楚天涯暗吁了一口气,不动声色的抱拳道:“回王爷话,末将是练过几手红拳,但学艺不精,仅是入门。”
“唔……”童贯盯着楚天涯缓缓的点了点头,“是有点功夫底子,气度胆色也都还可以,怪不得连王都统都能看上你。”
这时,早就捏了一把冷汗的王家父子,才各自暗吁了一口气。好在刚才楚天涯是应付过来了。要是被童贯这三招击倒,便是做了个冤死鬼,也没人能替他伸冤!
“王爷谬赞,末将不敢当。”楚天涯回话道。
“呵呵!”童贯又笑了起来,笑得还很爽朗的样子,说道,“正臣,恭喜你收了个好徒儿呀!这小子不错,不错!”
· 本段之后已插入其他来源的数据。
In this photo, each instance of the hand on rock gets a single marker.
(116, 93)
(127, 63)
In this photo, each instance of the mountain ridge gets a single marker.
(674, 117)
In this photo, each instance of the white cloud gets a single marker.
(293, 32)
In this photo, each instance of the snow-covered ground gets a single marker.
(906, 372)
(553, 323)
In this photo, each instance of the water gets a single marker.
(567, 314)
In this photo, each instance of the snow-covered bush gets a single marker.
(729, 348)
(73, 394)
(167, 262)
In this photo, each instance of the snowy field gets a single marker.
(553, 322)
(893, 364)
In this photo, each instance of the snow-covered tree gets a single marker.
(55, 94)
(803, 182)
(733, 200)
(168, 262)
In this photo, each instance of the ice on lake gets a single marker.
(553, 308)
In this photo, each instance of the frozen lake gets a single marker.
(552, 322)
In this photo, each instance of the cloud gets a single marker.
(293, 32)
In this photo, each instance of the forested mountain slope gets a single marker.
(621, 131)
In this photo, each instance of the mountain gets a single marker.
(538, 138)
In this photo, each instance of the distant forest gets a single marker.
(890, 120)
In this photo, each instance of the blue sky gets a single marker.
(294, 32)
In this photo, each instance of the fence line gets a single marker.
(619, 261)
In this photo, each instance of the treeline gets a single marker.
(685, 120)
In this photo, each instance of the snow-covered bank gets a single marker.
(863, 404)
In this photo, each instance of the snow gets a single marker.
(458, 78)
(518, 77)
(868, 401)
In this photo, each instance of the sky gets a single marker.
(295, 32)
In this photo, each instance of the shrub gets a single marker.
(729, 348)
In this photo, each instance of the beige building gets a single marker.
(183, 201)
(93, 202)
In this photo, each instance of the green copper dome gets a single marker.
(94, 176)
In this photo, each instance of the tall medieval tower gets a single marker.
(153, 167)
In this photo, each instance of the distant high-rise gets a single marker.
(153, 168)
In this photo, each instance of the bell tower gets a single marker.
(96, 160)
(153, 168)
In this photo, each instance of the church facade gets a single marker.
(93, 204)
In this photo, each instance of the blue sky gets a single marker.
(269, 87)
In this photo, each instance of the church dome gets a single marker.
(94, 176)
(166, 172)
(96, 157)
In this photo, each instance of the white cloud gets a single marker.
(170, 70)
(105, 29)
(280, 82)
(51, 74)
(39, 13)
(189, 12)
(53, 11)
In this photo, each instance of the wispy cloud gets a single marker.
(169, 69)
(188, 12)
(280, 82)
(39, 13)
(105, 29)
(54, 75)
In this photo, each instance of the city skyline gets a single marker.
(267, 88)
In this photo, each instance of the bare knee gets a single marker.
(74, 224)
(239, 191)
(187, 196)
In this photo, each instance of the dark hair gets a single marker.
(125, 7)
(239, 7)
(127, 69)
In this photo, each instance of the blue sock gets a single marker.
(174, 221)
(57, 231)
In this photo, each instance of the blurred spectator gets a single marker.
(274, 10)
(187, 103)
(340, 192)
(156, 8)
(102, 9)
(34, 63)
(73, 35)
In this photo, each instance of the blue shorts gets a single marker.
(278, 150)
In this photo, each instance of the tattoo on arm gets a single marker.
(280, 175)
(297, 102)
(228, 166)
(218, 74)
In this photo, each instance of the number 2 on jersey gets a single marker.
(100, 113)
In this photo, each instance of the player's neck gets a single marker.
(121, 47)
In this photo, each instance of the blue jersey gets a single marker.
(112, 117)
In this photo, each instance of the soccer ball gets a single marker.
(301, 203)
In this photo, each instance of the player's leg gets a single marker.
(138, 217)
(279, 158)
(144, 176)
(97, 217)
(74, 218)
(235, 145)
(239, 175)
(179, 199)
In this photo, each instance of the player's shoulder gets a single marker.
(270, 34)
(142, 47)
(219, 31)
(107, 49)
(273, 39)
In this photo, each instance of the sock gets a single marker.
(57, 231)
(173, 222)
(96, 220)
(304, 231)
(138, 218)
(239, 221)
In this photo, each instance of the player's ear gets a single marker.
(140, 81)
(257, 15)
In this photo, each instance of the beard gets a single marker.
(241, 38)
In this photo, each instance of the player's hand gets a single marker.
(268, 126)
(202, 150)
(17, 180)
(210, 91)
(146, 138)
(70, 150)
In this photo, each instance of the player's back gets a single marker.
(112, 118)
王禀这才敢上前来,抱拳拜道:“王爷今日好兴致,还与劣徒试起武艺来了。想来已有多日未尝与王爷考较枪棒拳脚,王爷便是技痒了吧?”
“哈哈,正臣说得没错,本王就是一时技痒了!”童贯拾阶下梯的大笑几声,然后一巴掌拍在了楚天涯的肩膀上,“小子,没吓到你吧?你是正臣的爱徒,若是将你吓坏了,本王可赔不起呀!”
“王爷说笑了。能得蒙王爷亲自点拨武艺,末将受宠若惊。”楚天涯连忙抱拳答道。
“哈哈,瞧这小子,还蛮会油腔滑调的——唔,是个当官的料!”童贯使了几分暗力,连着在楚天涯的肩膀上重重的拍了三下,并道,“好生奋进!有了王都统提携,你前途无量!”
童贯这手下得可是真重,掌含绵力势比千斤,楚天涯差点都快要被拍成内伤了,但也只能强忍着站直了抱拳道:“恩师却是教导,我等军汉都要仰仗王爷鼻息,唯王爷马首是瞻!”
“啧!正臣,你这徒儿教得是真不错,本王喜欢!”童贯总算收回了手呵呵的笑,唤道,“来人,赏宝甲——今日是与正臣的爱徒头次见面,少不得要给份见面礼!”
“王爷真是太客气了!”王禀与楚天涯一同拜谢。
这时一名军汉抱着一个木盒子出来了,童贯笑呵呵的对楚天涯道:“收下吧!将士三宝‘兵马甲’,本王今日就赏你一副涂金脊铁甲作为见面礼。至于兵器和马匹,可就得靠你自己的本事去挣了!”
“谢王爷!”楚天涯接过了铠甲盒子,抱着感觉还挺沉。心里却在暗骂:这死太监刚才差点就杀了我,马上又狠狠的打了我几掌,现在却又打赏宝甲,这手腕还真是强硬狠辣又圆滑世故,胡萝卜加大棒的御下之术,练得是炉火纯青了嘛!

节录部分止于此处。